I was standing on a tiny landing, pacing back and forth. I looked over the walls, peeling off-white paint and pinned up notices advertising for student societies and second hand textbooks. While I was waiting I thought about taking down some of the older signs, just to clean the place up a bit. I thought, it's got to be better to have some kind of tidiness. But then, I wasn't in any clubs in this building, it really wasn't my job. It would be nice if the place was tidy, but I wasn't going to waste my time and effort cleaning up someone else's mess when they were too lazy. That's one of the ways I got to where I am in the business world, keeping a close eye on what's my responsibility and what isn't.

Anyway, I kept on glancing at the fire door. A heavy wooden thing, the kind that takes twenty seconds just to slowly drift closed, and then you can't tell whether it's locked or not without leaning against it with your full weight. I'd knocked a few times, and lifted the cover so I could peer through the keyhole, but there was no sign of anyone on the other side. It was about the most frustrating thing I could imagine at that point, even worse than the interminable waiting for a pink slip from the publishing company.

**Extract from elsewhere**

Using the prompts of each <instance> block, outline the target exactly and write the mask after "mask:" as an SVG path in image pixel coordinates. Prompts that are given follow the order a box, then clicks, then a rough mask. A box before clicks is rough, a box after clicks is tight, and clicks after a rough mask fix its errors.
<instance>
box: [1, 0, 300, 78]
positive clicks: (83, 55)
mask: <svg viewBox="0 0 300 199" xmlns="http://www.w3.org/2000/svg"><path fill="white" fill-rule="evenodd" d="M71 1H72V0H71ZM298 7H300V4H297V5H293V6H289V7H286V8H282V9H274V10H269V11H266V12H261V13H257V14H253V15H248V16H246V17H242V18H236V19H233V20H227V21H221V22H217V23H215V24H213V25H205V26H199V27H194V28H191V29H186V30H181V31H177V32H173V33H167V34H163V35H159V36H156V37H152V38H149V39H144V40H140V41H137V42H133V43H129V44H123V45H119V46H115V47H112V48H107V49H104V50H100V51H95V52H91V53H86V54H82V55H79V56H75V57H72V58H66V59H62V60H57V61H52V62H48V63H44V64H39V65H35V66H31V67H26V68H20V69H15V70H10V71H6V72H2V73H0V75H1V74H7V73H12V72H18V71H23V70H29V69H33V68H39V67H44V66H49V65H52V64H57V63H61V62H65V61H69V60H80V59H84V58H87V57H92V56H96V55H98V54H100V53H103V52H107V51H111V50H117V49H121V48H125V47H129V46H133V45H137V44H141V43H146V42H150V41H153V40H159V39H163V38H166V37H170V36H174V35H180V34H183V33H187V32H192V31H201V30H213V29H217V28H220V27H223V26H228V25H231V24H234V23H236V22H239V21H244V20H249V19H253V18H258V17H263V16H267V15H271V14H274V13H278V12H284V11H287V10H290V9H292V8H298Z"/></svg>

Eventually, I guessed your clubhouse must be empty, and I should go downstairs. I pressed the button on the elevator, and then I waited, but it just didn't come. I pressed it again, both of them, and I waited until I couldn't stand it any more. I even pushed the button beside the freight elevator, though I was pretty sure that should have needed a key to call it. It turned out to be unlocked, and I could just press the button. But there was no light, no sign that the electronics had even noticed my touch. So eventually, I had to go for the stairs.

Two floors down, I was already out of breath. I don't know what it is about those stairs, maybe they're steeper than normal or something. Or maybe the anarchists already put something in the air, though of course I didn't know about that at the time. I just felt like I was going to cough my lungs up. So I thought I'd go inside on the third floor, maybe get a coffee and then try the lift again. I pushed the door open and stopped on the other side for another breather, I didn't know what was wrong with me. As the door swung closed, I heard footsteps on the stairs. They were heavy steps, and one clang ran into the next until the rails and the whole metal structure was ringing.

I stood back against the wall, trying to look through at the stairwell. It was weird enough that there were people on the stairs anyway, but that kind of made sense if the lifts were out. But they must be running, so many at once, some instinct told me there was something weird going on. The doors that led to the stairs had windows in, vertical glass strips next to the push plates, but they had notices and stuff on them so often that they were covered in stray scraps of sticky tape. So I was peering through a strip half an inch wide, I didn't have a clear view. I saw six guys come up the stairs, perfectly in step. I guess that's why the structure was resonating so much. I wondered if it was one of the sports clubs, racing up and down the stairs for training. The doors are heavy enough I might not have heard them if I hadn't had it open, so maybe they do this kind of thing every day. I didn't think it was likely though; the real sports teams were all in the Carter Building, so Mendeleev was just misfits and also-rans.